Hedge funds offer a lot of advantages. In addition to that, they can also give you a lot of options when it comes to the investment strategy that you want to use. Of course, each strategy has its own unique benefits and risks, and you have to know those disadvantages.
As we have said before, risks are very much inherent in any kind of investment. That’s also true for hedge funds. In spite of the huge advantages that you can get from them, you are still face with some uncertainties and risks that you will have to manage Forex Trading Strategies if you want to stay in the game.
Large investment fees
Perhaps one of the most talked-about disadvantages of hedge funds is the costs and expenses you have to pay.
Hedge fund managers normally charge for both a performance fee on top of the management fee, which is usually 2 percent of the net value of the fund. You have to pay such a fee every month.
And with performance fees, you can expect them to range around 20 percent of whatever the fund earned in any given year. Performance fees are usually used to push investors to make their profits as big as possible.
Standard Deviation
The second disadvantage of hedge funds is the use of a statistical tool called the standard deviation. This is a very widely used tool that gauges the risk in investing in a particular hedge fund.
The standard deviation measures the volatility of possible gains and is expressed as a certain percentage per year.
The statistic can give a good measure of potential variation in gains during the year. On the flip side, the downside is that the standard deviation cannot tell you the complete picture of the risk of return.
Downside Capture
The downside capture refers to the risk management measure that is used to see the level of correlation a hedge fund has with a specific market when that market is currently sliding. The lower the downside capture measure of a fund, the better equipped the hedge fund will be in order to handle the market slide.

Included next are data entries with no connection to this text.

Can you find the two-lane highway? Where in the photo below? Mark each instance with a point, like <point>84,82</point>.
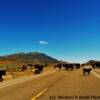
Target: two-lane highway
<point>59,85</point>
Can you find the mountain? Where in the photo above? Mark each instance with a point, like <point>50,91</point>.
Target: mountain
<point>32,57</point>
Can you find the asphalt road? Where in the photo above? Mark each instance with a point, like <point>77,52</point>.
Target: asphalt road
<point>59,85</point>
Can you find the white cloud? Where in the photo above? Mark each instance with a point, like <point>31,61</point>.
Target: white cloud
<point>43,42</point>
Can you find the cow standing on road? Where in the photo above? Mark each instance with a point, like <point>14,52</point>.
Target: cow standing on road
<point>59,66</point>
<point>38,68</point>
<point>87,69</point>
<point>2,72</point>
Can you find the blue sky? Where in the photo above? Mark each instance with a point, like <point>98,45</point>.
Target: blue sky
<point>64,29</point>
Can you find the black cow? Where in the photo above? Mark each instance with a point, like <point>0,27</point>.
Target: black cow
<point>38,68</point>
<point>58,66</point>
<point>24,67</point>
<point>77,66</point>
<point>68,67</point>
<point>2,72</point>
<point>86,71</point>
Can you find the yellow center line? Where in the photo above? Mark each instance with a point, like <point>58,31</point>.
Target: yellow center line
<point>39,94</point>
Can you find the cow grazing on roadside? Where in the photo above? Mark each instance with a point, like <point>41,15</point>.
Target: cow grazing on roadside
<point>87,69</point>
<point>68,67</point>
<point>2,72</point>
<point>24,67</point>
<point>59,66</point>
<point>38,68</point>
<point>77,66</point>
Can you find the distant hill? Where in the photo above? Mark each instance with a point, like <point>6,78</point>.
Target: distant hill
<point>32,57</point>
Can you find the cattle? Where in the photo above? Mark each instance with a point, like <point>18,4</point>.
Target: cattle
<point>2,72</point>
<point>86,70</point>
<point>59,66</point>
<point>38,68</point>
<point>24,67</point>
<point>77,66</point>
<point>68,67</point>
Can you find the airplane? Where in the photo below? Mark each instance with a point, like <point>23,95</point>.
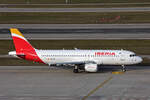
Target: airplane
<point>87,60</point>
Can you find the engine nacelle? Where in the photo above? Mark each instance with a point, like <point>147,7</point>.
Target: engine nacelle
<point>91,67</point>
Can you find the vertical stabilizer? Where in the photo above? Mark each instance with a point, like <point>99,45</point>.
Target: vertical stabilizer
<point>19,40</point>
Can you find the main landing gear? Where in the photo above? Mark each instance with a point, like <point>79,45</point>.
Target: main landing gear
<point>123,68</point>
<point>76,69</point>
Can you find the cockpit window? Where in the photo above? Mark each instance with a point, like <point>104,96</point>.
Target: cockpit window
<point>132,55</point>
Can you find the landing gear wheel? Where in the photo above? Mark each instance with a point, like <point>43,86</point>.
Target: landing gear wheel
<point>76,69</point>
<point>123,68</point>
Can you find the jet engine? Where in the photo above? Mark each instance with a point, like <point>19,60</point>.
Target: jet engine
<point>91,67</point>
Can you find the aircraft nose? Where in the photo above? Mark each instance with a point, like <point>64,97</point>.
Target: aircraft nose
<point>139,59</point>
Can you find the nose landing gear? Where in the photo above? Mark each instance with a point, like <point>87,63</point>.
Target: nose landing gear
<point>76,69</point>
<point>123,68</point>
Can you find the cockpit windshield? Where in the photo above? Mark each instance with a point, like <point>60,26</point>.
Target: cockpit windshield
<point>132,55</point>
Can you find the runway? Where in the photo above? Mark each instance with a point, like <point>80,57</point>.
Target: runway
<point>128,9</point>
<point>83,33</point>
<point>44,83</point>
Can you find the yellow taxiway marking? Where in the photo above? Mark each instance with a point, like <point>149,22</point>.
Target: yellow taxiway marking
<point>95,89</point>
<point>118,72</point>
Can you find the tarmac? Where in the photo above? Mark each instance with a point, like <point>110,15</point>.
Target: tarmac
<point>121,9</point>
<point>60,83</point>
<point>79,31</point>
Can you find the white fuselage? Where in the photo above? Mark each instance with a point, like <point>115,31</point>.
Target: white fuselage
<point>100,57</point>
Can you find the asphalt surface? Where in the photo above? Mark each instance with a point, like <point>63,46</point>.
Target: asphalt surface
<point>44,83</point>
<point>79,4</point>
<point>129,9</point>
<point>80,33</point>
<point>74,26</point>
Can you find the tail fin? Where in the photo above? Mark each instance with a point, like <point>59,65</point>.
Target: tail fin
<point>20,42</point>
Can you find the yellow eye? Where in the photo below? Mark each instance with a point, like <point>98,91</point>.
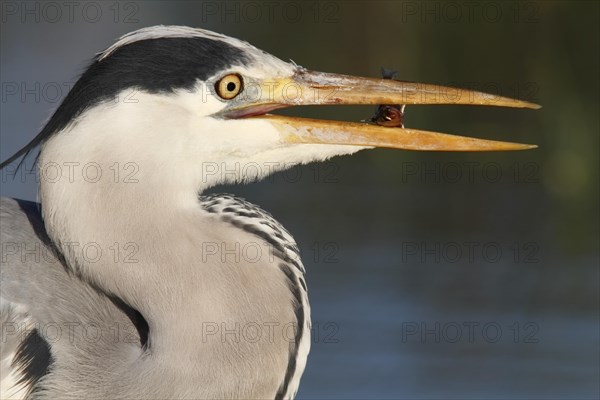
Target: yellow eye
<point>229,86</point>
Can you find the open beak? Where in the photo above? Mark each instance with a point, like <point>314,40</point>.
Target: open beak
<point>317,88</point>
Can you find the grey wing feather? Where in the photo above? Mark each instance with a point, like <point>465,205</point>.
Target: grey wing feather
<point>42,300</point>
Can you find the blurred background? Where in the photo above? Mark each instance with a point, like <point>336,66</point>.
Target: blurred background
<point>431,275</point>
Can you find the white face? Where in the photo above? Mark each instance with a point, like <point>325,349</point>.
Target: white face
<point>174,142</point>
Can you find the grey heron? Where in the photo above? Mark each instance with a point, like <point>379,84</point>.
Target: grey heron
<point>111,286</point>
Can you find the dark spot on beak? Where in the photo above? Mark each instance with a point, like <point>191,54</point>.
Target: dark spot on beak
<point>391,115</point>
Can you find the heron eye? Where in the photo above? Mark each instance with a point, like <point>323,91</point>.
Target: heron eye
<point>229,86</point>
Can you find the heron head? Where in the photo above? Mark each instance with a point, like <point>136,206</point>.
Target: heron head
<point>187,108</point>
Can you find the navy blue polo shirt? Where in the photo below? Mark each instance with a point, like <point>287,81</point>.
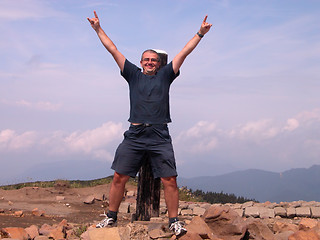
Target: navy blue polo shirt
<point>149,95</point>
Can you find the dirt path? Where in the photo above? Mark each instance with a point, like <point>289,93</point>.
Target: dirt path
<point>56,203</point>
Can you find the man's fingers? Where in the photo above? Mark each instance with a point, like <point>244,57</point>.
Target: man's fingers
<point>95,14</point>
<point>205,18</point>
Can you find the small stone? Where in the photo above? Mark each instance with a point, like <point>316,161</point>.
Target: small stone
<point>18,213</point>
<point>37,212</point>
<point>89,199</point>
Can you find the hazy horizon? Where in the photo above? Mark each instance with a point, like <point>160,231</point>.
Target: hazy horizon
<point>247,97</point>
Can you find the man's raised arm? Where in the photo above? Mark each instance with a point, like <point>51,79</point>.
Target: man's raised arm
<point>106,41</point>
<point>181,56</point>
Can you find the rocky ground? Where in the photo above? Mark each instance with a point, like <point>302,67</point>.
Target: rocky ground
<point>71,213</point>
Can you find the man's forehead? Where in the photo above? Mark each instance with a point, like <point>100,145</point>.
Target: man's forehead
<point>150,54</point>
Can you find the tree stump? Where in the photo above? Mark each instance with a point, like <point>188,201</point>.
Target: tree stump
<point>148,196</point>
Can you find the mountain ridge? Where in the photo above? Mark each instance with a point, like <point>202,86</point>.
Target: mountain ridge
<point>291,185</point>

However, the disadvantage is that all funds are compared to a unified benchmark for the market. If a hedge fund manager uses a different kind of investing style from the benchmark, the downside capture ratio may perhaps show that the fund is underperforming the benchmark, even if the maket in fact is generating high returns.
Draw down
A draw down is simply a statistic that offers some estimation of the overall rate of return on an investment. The danger in this measure has something to do with the disadvantage of the standard deviation with hedge funds.
That means that hedge funds shouldn’t be operating very consistently and predictably in order for the standard deviation and the draw down to be quite useful. That would also render them essentially unnecessary.